A cocktail of adrenaline and vodka surged through Robitaille’s veins. There was only one response. Accelerate!
Robitaille punched the accelerator and felt the big car leap in answer. Duct-taped upholstery absorbed his weight as he was pressed back into the seat. He clutched the wheel with white-knuckled hands, tried to keep the car on the pavement as his speed increased.
He wasn’t getting the smooth acceleration he was used to— the car was jumping so much that the drive wheels weren’t in contact with the pavement half the time, they were just spinning in air. But the speed built nonetheless. Robitaille’s glances at the mirror assured him that though the line was still overtaking him, it was doing so more slowly.
Faster. He mashed the accelerator to the floor. Sooner or later, he hoped, the geology might change, the land wouldn’t be so susceptible to quake.
The Lincoln vibrated like a mad thing under his touch. The engine roared. Robitaille felt it trying to leave the road, become airborne.
He rocketed around a parked pickup, saw the open-mouthed woman behind the wheel staring at oncoming ruin. Faster. The car landed heavily— or perhaps the ground had leaped up to meet it— and the suspension crashed. He felt the oil pan scrape on asphalt. The drive wheels screeched as they dug in and flung the car forward. He saw his muffler and tail pipe assembly bounce free in the road behind him before being swallowed by the encroaching abyss.
Faster. He saw the road arching up ahead of him, the bridge over the Rails River. Exultation sang through his mind. Surely the wave that was collapsing the country behind him wouldn’t cross the river?
Behind he saw the line of ruin recede. He was gaining on it.
The bridge was just ahead. The unmuffled engine thundered like an artillery barrage. Robitaille began to laugh. The Lincoln bottomed again at the bridge approach, then flung itself up the arching roadbed. The laugh froze in Robitaille’s throat.
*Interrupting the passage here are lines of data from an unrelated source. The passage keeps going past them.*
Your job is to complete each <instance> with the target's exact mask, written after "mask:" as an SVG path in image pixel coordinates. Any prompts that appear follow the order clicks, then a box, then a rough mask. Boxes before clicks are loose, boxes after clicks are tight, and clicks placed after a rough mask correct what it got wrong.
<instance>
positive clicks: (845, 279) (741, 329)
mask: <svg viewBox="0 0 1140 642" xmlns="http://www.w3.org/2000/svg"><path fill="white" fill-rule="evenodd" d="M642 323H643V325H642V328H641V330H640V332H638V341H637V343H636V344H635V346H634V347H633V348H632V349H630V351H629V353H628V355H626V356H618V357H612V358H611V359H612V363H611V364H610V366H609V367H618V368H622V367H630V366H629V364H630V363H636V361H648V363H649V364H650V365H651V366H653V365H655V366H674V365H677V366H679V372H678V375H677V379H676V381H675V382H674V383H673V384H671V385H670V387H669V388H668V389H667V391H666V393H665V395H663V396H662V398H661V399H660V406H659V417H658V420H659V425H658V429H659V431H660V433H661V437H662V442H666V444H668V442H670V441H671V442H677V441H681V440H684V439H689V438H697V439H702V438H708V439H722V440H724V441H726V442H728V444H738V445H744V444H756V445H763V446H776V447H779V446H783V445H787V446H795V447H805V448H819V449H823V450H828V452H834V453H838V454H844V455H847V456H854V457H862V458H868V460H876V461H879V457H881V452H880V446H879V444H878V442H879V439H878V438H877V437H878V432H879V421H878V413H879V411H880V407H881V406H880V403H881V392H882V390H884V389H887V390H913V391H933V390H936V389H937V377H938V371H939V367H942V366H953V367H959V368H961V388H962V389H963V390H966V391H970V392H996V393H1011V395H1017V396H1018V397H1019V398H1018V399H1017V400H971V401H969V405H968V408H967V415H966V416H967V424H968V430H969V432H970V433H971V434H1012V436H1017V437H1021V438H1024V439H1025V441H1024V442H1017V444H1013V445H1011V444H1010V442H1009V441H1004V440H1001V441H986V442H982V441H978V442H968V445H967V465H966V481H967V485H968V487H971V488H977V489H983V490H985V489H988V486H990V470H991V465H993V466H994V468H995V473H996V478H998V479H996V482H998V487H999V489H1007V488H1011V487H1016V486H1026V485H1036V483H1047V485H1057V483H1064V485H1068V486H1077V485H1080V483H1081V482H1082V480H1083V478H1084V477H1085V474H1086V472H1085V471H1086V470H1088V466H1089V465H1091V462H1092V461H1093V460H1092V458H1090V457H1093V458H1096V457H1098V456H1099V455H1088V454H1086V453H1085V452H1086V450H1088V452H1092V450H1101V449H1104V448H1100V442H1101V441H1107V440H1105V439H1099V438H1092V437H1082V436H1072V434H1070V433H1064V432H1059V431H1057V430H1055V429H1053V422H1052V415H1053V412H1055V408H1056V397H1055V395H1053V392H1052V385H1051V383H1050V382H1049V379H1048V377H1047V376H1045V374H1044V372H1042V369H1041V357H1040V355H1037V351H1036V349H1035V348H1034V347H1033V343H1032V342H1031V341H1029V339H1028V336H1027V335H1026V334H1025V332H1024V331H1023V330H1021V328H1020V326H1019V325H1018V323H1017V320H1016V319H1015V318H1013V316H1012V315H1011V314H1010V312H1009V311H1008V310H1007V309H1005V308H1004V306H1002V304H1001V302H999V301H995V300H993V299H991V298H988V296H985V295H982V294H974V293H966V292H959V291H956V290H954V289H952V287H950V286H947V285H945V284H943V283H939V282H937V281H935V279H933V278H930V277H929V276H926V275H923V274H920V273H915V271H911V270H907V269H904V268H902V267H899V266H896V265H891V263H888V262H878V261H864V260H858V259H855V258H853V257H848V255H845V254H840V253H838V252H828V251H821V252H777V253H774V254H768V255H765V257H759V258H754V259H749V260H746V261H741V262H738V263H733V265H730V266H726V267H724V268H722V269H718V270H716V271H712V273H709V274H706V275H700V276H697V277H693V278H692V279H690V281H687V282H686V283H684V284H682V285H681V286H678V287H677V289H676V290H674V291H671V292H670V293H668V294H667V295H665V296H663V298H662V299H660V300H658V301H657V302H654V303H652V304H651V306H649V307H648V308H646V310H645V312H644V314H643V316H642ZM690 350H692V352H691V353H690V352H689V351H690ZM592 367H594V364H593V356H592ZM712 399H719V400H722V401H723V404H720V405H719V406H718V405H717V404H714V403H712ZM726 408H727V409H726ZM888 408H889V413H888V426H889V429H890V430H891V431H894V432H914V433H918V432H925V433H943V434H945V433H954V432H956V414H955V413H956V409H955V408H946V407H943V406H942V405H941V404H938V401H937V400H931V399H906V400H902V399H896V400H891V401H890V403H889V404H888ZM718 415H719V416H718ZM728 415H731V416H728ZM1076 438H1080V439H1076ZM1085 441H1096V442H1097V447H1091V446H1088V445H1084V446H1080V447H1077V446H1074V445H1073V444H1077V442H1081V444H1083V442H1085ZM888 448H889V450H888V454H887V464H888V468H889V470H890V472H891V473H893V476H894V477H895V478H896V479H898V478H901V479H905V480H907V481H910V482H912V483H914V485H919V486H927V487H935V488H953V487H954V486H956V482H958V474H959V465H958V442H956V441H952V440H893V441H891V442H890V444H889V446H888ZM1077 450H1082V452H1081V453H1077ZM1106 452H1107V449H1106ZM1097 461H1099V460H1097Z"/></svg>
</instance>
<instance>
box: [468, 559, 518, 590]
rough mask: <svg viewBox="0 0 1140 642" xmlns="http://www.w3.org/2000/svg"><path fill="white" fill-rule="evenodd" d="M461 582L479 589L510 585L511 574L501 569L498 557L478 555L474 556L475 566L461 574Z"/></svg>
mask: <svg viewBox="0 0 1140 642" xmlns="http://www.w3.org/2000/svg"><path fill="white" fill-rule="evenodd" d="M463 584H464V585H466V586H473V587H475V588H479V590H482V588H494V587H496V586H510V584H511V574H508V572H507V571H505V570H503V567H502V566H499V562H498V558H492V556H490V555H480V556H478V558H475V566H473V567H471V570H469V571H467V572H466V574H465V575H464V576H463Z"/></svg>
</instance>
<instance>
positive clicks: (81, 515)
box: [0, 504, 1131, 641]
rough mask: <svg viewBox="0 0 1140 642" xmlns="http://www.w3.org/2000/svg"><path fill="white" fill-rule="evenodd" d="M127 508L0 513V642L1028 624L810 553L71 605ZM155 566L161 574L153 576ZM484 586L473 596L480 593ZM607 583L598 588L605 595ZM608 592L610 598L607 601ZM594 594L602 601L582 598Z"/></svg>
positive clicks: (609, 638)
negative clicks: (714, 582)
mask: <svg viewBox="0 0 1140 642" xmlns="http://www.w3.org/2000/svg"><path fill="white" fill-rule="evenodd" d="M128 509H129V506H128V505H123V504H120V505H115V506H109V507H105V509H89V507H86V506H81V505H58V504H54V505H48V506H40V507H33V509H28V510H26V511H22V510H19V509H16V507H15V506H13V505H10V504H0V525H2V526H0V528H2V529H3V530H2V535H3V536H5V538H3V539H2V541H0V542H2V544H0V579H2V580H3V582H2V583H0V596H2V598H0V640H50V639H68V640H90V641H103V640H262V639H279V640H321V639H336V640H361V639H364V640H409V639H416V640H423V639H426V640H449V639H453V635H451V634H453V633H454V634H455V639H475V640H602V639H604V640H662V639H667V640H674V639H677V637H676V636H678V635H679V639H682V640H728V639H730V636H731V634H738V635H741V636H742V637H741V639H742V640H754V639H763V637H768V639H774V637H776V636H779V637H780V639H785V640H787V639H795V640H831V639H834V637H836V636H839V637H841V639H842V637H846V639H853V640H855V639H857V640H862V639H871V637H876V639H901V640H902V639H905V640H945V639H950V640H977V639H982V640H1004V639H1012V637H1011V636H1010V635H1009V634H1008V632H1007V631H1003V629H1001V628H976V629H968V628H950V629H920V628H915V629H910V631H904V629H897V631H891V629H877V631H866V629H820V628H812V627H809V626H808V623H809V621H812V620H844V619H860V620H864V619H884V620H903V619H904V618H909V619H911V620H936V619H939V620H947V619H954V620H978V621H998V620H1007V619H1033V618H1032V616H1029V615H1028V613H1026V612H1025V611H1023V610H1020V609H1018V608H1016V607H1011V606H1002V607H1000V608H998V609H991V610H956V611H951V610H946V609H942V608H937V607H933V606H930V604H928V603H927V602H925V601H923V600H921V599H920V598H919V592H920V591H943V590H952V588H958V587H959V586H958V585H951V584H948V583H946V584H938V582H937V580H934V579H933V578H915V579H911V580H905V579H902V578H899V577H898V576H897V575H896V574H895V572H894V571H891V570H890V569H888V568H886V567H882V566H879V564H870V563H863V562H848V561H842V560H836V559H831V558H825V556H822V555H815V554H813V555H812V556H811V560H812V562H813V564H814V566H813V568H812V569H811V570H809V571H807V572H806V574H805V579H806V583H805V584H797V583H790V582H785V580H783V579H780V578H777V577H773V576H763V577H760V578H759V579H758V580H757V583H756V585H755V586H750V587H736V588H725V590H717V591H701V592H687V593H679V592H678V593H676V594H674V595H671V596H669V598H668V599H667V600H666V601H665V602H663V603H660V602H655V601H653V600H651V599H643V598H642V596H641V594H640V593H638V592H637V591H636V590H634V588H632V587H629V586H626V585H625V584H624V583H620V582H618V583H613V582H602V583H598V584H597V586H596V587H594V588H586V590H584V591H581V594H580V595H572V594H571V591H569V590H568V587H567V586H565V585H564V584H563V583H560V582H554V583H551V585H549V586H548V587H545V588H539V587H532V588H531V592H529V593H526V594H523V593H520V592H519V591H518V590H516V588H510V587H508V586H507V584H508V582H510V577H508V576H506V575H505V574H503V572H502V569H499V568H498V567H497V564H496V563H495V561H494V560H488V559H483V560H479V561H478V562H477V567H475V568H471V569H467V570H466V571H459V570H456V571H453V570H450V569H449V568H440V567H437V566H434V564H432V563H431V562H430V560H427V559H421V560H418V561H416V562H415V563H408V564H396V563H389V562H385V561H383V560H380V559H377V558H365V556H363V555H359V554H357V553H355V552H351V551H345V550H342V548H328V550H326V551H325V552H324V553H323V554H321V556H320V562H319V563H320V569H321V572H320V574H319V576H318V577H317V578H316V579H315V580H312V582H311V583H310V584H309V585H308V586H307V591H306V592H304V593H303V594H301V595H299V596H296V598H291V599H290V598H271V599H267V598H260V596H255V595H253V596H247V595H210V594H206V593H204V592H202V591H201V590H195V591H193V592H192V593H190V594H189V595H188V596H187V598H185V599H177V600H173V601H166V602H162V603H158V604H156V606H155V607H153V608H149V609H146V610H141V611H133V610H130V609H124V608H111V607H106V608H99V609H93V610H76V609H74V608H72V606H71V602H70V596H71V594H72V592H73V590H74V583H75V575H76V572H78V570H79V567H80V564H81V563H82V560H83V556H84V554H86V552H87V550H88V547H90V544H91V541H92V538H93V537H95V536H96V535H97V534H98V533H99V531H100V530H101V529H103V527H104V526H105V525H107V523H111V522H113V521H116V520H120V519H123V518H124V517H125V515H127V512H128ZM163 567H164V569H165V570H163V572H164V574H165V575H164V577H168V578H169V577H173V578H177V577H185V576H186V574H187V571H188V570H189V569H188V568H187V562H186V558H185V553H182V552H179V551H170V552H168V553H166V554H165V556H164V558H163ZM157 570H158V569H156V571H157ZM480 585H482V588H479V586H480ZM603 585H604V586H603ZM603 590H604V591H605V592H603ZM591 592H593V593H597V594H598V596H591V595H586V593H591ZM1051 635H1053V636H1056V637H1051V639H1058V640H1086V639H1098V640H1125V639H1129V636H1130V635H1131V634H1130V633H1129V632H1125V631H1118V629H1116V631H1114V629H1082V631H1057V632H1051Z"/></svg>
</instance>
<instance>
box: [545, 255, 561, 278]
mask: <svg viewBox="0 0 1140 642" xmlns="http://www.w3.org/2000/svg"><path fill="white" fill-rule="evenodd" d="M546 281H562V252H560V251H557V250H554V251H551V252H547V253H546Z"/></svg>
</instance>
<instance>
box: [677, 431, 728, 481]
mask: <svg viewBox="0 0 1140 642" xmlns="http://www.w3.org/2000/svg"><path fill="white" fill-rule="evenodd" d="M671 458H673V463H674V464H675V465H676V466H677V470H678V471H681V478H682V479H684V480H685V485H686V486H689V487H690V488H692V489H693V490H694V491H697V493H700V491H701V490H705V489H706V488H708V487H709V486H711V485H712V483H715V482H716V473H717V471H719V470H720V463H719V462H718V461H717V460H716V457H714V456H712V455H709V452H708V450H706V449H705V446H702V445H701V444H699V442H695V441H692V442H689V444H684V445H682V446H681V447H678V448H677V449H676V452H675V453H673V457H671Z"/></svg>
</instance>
The far half of the Rails River Bridge was gone, just a fallen rubble of steel and asphalt.
The Lincoln’s wheels spun in air as it launched itself into space. The engine roared.
Robitaille felt the car’s nose tip downward, saw the water below.
Wished he had time for another drink.
My pappy said, “Son, you’re gonna’ drive me to drinkin’
If you don’t stop drivin’ that Hot ... Rod ... Lincoln.”